This report examines the extent to which London councils are following good practice in complying with the Freedom of Information (FOI) Act.
The FOI Act and related Environmental Information Regulations (EIR) have been in force since 2005. They give the public powerful rights to information from public authorities about their decisions, policies and services. Nationally, the rights are used by hundreds of thousands of people a year. Around 60,000 requests are made annually to London councils.
An authority that approaches FOI positively, recognising it as an important right and an opportunity to be open and accountable will respond in an entirely different way to one that is indifferent, badly informed, or worse, actively obstructive.
This report is based on councils' own FOI policies, guidance, performance reports and statistics, the manner in which they handled Freedom of Information requests filed by the Campaign for Freedom of Information and a review of relevant Information Commissioner (IC) decisions.
Indicators of good practice include
- How well London councils comply with the statutory time limits for answering requests
- Whether they monitor and seek to improve their own FOI performance
- Whether they publish their FOI compliance statistics
- How they fulfil their duty to advise and assist requesters
- Whether they publish the information they have disclosed under FOI
- The quality of the FOI guidance they produce for their staff
- Any special procedures they adopt in dealing requests likely to attract publicity
- Some London councils deal with virtually all FOI requests within 20 working days, others only manage to answer around 60% within this period - a deeply disappointing level of performance.
- In the course of the project, the Campaign for FOI had to make eight complaints to the Information Commissioner (IC) about seven London councils which failed to respond to one or more of their requests.

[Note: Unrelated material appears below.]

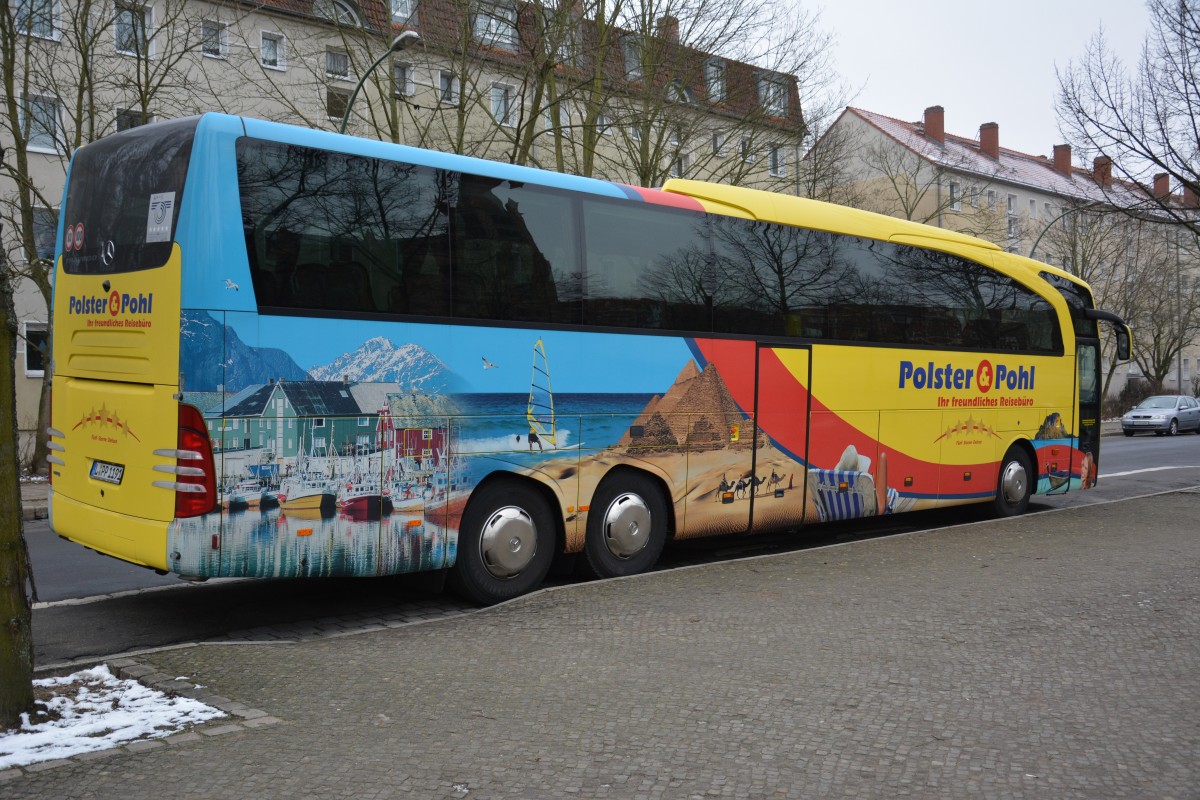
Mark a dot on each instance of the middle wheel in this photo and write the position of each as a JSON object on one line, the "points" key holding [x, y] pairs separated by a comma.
{"points": [[627, 525]]}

- Nearly a third of London councils published no FOI statistics of any kind.
- 30 of 34 London councils failed to reveal the numbers of requests they answered or refused.

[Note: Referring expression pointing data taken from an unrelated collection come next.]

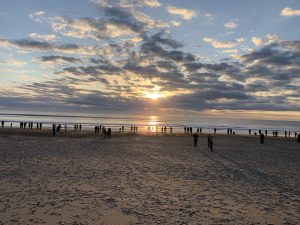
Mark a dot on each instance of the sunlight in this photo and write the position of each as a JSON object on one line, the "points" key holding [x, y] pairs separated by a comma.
{"points": [[154, 96], [152, 124]]}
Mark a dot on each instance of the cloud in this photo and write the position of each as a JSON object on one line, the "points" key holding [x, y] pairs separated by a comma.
{"points": [[133, 4], [43, 46], [230, 25], [183, 13], [43, 37], [290, 12], [37, 16], [151, 3], [175, 23], [266, 40], [59, 59], [223, 44]]}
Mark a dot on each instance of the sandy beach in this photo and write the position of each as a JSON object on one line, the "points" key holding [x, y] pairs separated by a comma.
{"points": [[139, 179]]}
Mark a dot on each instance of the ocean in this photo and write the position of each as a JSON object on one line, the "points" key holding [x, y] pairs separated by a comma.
{"points": [[153, 122]]}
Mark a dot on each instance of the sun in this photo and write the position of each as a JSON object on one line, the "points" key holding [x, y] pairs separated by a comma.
{"points": [[154, 96]]}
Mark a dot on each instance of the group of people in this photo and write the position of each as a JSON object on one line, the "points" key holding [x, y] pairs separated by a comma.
{"points": [[229, 131], [188, 130], [105, 131], [56, 129], [210, 141], [164, 129], [133, 128], [77, 127]]}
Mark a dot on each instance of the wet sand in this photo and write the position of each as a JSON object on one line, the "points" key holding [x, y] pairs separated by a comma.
{"points": [[79, 178]]}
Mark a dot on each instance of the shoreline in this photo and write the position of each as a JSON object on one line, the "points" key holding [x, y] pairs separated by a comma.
{"points": [[147, 179]]}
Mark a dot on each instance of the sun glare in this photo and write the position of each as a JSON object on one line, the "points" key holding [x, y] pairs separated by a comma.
{"points": [[154, 96]]}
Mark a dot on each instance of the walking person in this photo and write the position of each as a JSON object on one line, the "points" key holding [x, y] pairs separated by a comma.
{"points": [[262, 138], [109, 132], [210, 142], [196, 136], [53, 130]]}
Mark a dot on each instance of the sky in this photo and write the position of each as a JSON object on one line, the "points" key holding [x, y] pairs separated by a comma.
{"points": [[151, 56]]}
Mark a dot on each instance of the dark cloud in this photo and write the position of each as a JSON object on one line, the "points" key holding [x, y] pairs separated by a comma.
{"points": [[246, 84], [56, 58]]}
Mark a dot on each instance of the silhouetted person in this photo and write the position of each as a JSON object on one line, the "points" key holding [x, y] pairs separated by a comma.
{"points": [[53, 129], [195, 139], [58, 129], [262, 138], [210, 142], [109, 132]]}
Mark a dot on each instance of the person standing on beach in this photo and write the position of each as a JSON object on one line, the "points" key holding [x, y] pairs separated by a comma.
{"points": [[53, 130], [58, 129], [109, 132], [210, 142], [196, 136], [262, 138]]}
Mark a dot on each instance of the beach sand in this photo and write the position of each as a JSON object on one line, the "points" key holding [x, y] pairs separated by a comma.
{"points": [[139, 179]]}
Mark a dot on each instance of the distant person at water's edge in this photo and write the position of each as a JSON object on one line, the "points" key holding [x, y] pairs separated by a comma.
{"points": [[210, 142], [262, 138], [196, 136]]}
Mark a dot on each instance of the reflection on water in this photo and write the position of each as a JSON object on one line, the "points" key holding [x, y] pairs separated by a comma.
{"points": [[153, 124]]}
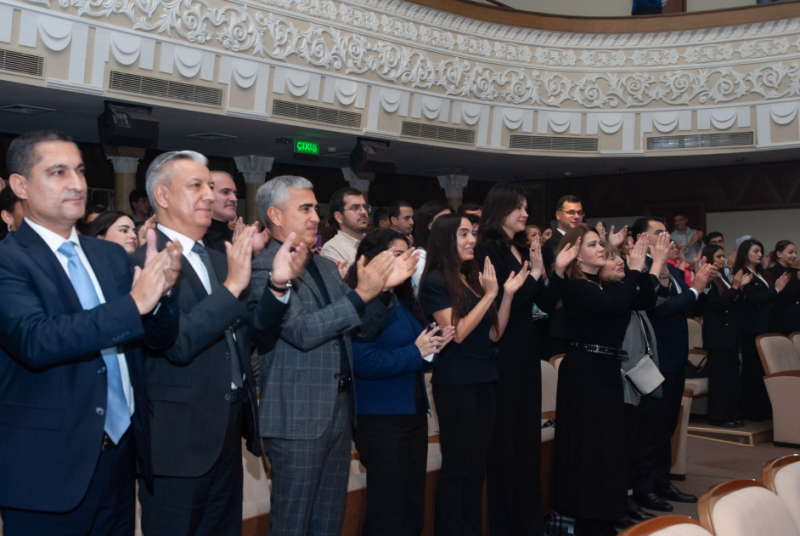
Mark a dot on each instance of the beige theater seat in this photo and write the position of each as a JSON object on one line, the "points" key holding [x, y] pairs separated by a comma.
{"points": [[745, 508], [795, 337], [782, 477], [556, 361], [699, 386], [668, 526], [679, 443], [781, 363], [695, 334]]}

- Authorities should report publicly every quarter on the number of requests not answered within the required time scales, setting out the causes of the delay and the steps being taken to address them.
- Authorities should link to their published FOI statistics and performance reports from the FOI page of their website.
- Authorities should publish quarterly statistics on their FOI performance in accordance with the statutory guidance in the July 2018 Freedom of Information code of practice.
- Authorities should publish their FOI guidance to staff, linking to it from their FOI web page.
- The IC should reinstate its lapsed 2010 enforcement policy, including the monitoring of underperforming authorities, to ensure that authorities answer at least 90% of requests on time. It should demonstrate a readiness to issue Enforcement Notices where persistent delays continue.